她把芝士蛋糕放於鋪著一層薄紙的托盤裡,偏頭與他對視:“我沒別的意思,就只是問問。”
“沒有變化,還是冷眼相對。”
他沒有告訴她,沈國安叫他去書房談過一次話,他要求他回集團做事,他沒有答應。依照沈國安那天的暴怒程度,他們之間的關係幾乎已經走到無法調和的邊緣。

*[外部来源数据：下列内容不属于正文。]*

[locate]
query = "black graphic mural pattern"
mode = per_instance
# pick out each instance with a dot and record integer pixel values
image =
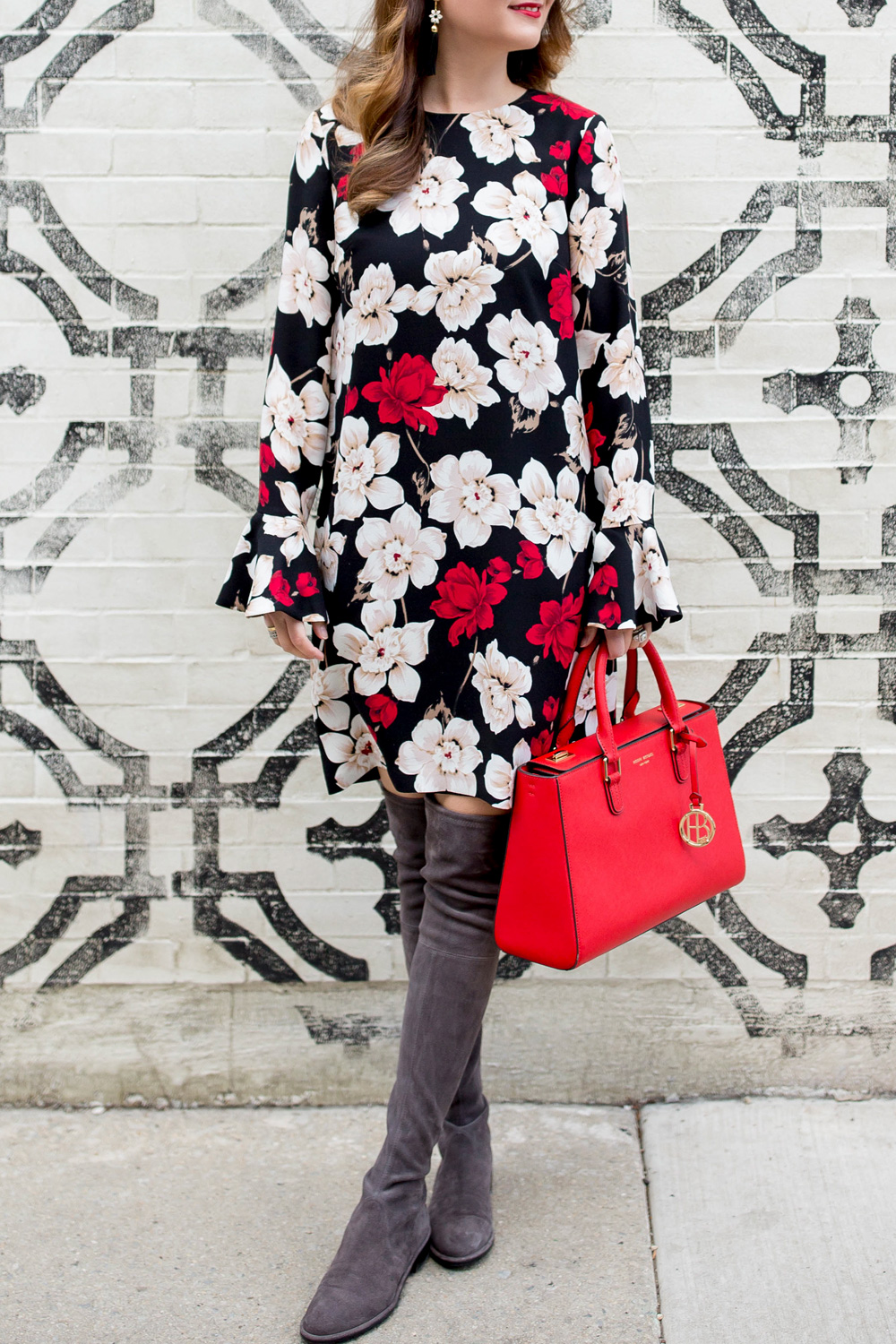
(855, 390)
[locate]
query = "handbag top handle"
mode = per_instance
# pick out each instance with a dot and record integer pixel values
(603, 733)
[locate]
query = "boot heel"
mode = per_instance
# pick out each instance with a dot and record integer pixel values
(421, 1260)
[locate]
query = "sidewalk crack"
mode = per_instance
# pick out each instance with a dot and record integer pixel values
(653, 1242)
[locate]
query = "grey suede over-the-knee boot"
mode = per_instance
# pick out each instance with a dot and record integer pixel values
(461, 1228)
(408, 823)
(449, 986)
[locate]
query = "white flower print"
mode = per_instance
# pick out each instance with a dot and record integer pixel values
(260, 569)
(606, 177)
(651, 582)
(384, 653)
(624, 374)
(498, 773)
(360, 472)
(470, 497)
(587, 343)
(522, 215)
(503, 683)
(357, 754)
(497, 134)
(308, 150)
(458, 368)
(303, 284)
(371, 319)
(397, 551)
(625, 500)
(293, 526)
(330, 685)
(555, 521)
(338, 357)
(590, 234)
(528, 366)
(328, 547)
(458, 284)
(292, 419)
(429, 203)
(602, 548)
(443, 760)
(344, 222)
(575, 427)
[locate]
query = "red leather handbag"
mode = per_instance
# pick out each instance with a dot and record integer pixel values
(616, 831)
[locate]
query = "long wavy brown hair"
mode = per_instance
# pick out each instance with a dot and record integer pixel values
(379, 91)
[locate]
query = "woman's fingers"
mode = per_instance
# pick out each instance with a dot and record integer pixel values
(618, 642)
(293, 639)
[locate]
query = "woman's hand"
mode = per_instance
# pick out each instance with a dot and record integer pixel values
(618, 642)
(292, 636)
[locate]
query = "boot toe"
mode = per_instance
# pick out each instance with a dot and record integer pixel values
(332, 1312)
(463, 1239)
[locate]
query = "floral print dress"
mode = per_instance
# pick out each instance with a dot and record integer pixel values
(455, 456)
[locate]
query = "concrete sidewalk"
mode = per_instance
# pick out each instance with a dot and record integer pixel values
(774, 1223)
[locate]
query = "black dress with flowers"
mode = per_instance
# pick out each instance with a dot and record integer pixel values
(455, 457)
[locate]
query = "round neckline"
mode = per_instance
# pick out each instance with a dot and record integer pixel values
(482, 112)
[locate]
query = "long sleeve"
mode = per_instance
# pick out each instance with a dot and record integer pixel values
(274, 567)
(629, 580)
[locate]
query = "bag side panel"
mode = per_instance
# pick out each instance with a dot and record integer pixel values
(535, 917)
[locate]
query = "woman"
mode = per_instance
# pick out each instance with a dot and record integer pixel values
(455, 368)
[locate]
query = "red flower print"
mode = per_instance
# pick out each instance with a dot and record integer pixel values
(595, 438)
(560, 301)
(280, 589)
(541, 744)
(555, 182)
(559, 628)
(469, 599)
(405, 390)
(603, 580)
(568, 109)
(382, 709)
(530, 559)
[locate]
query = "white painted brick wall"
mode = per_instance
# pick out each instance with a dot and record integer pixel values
(161, 164)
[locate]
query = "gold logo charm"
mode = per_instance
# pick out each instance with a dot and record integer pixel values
(696, 828)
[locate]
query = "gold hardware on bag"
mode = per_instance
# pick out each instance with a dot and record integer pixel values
(696, 828)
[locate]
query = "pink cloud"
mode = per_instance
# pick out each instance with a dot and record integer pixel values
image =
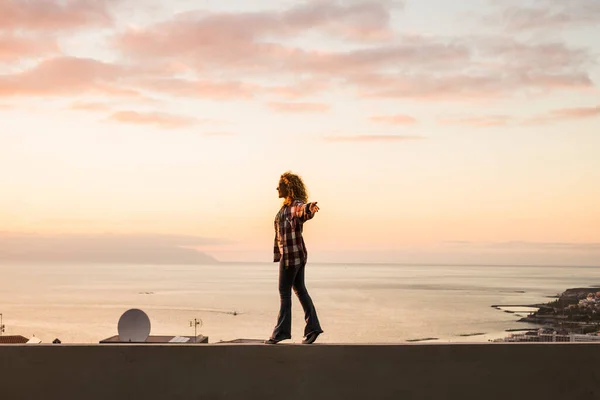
(53, 15)
(216, 90)
(373, 138)
(66, 76)
(581, 112)
(503, 120)
(163, 120)
(13, 46)
(552, 15)
(399, 119)
(485, 121)
(565, 114)
(90, 106)
(244, 55)
(299, 107)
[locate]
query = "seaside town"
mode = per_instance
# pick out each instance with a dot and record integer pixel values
(573, 317)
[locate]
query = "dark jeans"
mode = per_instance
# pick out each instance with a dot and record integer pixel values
(293, 277)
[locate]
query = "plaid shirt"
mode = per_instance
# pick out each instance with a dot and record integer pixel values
(289, 245)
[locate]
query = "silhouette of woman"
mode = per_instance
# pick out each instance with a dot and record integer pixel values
(290, 251)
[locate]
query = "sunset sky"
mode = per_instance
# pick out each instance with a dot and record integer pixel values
(429, 131)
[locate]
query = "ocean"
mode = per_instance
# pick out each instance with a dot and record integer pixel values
(356, 303)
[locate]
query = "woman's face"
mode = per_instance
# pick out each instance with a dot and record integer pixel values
(282, 190)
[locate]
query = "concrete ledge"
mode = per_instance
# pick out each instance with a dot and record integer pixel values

“哦。”周霽佑挪動腳步,開啟旁邊另一個玻璃板,塑膠夾伸進去,“你什麼感想?”
語氣自然,彷彿又是隨口問問。
但沈飛白很清楚,她的每一句,都是因為真的在意才會多此一問。
“就當我是一個忘恩負義的人吧,我沒什麼感想。”他嗓音平靜,語調如一條直線。
周霽佑剛夾起一塊菠蘿包,手一鬆,夾子也跟著一鬆,菠蘿包掉落在展示櫃內的盤子邊緣。
她不得不再一次扭頭看著他:“沈飛白,你這樣不對。”她很嚴肅。
立在櫃檯的兩名店員嘀嘀咕咕地在閒聊,不時朝他們這邊望一眼。
周霽佑一隻手捏在托盤一端,另一隻手握著塑膠夾的活動端,身體全部側轉,面向他。
“我從來不認為我忘恩負義,你也不要這樣想。”
她說得很慢,好像是在告誡他,又好像是想安慰他。
“如果可以選擇,這種所謂的收養,我寧可不要。”
她想起蔣茹慧,想起這些年來,她硬生生撕碎了她對母親的所有幻想。
原以為失去父親,至少她還有母親,到頭來,卻不過是她年幼時的異想天開。
潛意識裡,她始終存有一種近乎冷酷的猜想,她的母親蔣茹慧當年主動接她去沈家,一定不是因為愛她,就像,沈國安主動撫養非親非故的沈飛白兄妹,一定也不是出於憐憫之心。
前者,尚且未浮現蛛絲馬跡;後者……
那夜在中央電視塔,他說:你對‘好生活’的定義是什麼?只要有錢有身份,就甘心做一顆受人利用的棋子?
她震驚且疑惑,他如何會知道?
但她當時隻字不問,哪怕現在突然又憶起,她也並不想提及。
上次不問,是因為她自己在往前看;這次不問,是因為她希望他也能往前看。
唯有拋卻枷鎖,方能自救解脫。
沈飛白之前一直沉默,在她說完“寧可不要”之後,隨即接話,他說:“我要。”
清楚乾脆的兩個字,把周霽佑砸得腦袋一懵。
然而緊接著的下一句,卻令她一下子回神。
“你也得要。”他難得用強迫霸道的口吻命令她。
周霽佑保持靜默,心臟突突跳動,她似乎能猜到他想表達的意思,但她剛想動腦筋深入,卻猛然自行放棄——她不要依靠猜測,她要他親口表述。
她耐心等待,目光靜然,欲求寫在眼裡。
沈飛白讀懂了她眼神裡的期待,神情沉靜且專注,默了默,加上她想聽的一句:“我們都不要,如何能遇見?”
他們都不要,如何能遇見?
在之後短暫的幾秒鐘裡,周霽佑迅速問自己一個問題:如果可以選擇,你希望和他遇見嗎?
答案是如此肯定。
希望。
但凡愛了,和他有關的所有舊時光都已變得柔軟。
Chapter 46
洋洋灑灑的雪籽迎來今年冬季遲到的一場大雪。
早上起床,透過窗戶往下望,世界一片銀白。雷諾可興奮又激動,吵著叫著吃過早餐下樓堆雪人。
周霽佑用小奶鍋熱上一鍋牛奶,一人一杯。
雷諾可邊喝牛奶,邊吃蛋糕,吃著吃著問題來了:“姐,這你什麼時候買的?”
周霽佑撒謊眼睛都不眨:“你沒來之前。”
“……”
她差點忍不住吐出來,愣愣看著周霽佑也在吃,漸漸才反應過來,被騙了。
“你怎麼老欺負我。”她癟嘴不開心,恨恨說,“姐,你這個樣子是找不到我爸那樣的老公的。”